El país en las últimas semanas había estado convulsionado por revueltas
estudiantiles. Había varios liceos y hasta universidades en paro sin que nadie
tomara cartas en el asunto. Se hablaba de crisis educacional. Los jóvenes se
negaban a estudiar y exigían un cambio de sistema. Para mí no era más que falta
de disciplina, algo que las nuevas generaciones desconocían por completo.
Eso no tiene nada que ver, dijo
Raquel cuando se lo insinué como causa posible. Esto se debe a otra cosa, al
asunto de Renato, agregó. La noticia en la crónica roja hablaba de la Disco 40,
mencionaba el lugar y hasta la dirección exacta de la Disco. La nota
periodística decía que el occiso frecuentaba el lugar durante los fines de
semana. Cabía preguntarse de dónde habían sacado los reporteros esa
información, porque a nosotras todavía no nos había interrogado nadie. De
alguna de las camareras podría ser, dijo Raquel. Pero igual el asunto se veía
sospechoso. También podrían haber entrevistado a alguno de sus amigos, los que
solían acompañarlo los viernes.
El caso es que esa noche cuando pasó
el dueño haciendo su ronda de costumbre, no lo podía creer cuando vio el local
vacío. Nos reunió de urgencia en su oficina para comentar el asunto. Raquel no
tardó en largarle sus sospechas, y él estuvo de acuerdo en que por ahí cabía
explicarse la baja de público. No podía haber otra razón de por medio. La
noticia de la muerte de Renato no llevaba más de una semana en los diarios. Se
hablaba de asesinato, pero no se encontraba al asesino.
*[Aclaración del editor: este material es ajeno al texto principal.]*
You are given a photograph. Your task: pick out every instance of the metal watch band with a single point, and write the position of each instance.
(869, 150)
Esa noche cerramos temprano. A las
dos de la mañana ya no había nada más que hacer en el local. Los pocos clientes
se retiraron extrañados también por el ambiente desolador existente. Hasta la
música se oía fantasmal ese viernes, aumentaba la sensación de vacío. El dueño
nos alentó diciendo que había que dejar correr el tiempo. En este país después
de unos días todo se olvida. La gente tiene mala memoria. Así que nos fuimos. Raquel
me invitó esa noche a pasar a un lugar cercano donde estuvimos hablando del
asunto hasta cerca de las cuatro de la mañana. Cuando salimos intentó tomarme de
la mano, no era la primera vez que lo hacía, pero la rechacé de plano. No me
gustaba, y no me gustaría nunca, la encontraba demasiado bruta. Para mí seguía
siendo un hombre con piel de mujer y los hombres me cargaban. Ella lo sabía, se
lo había dicho muchas veces, pero no entendía, o no quería entenderlo.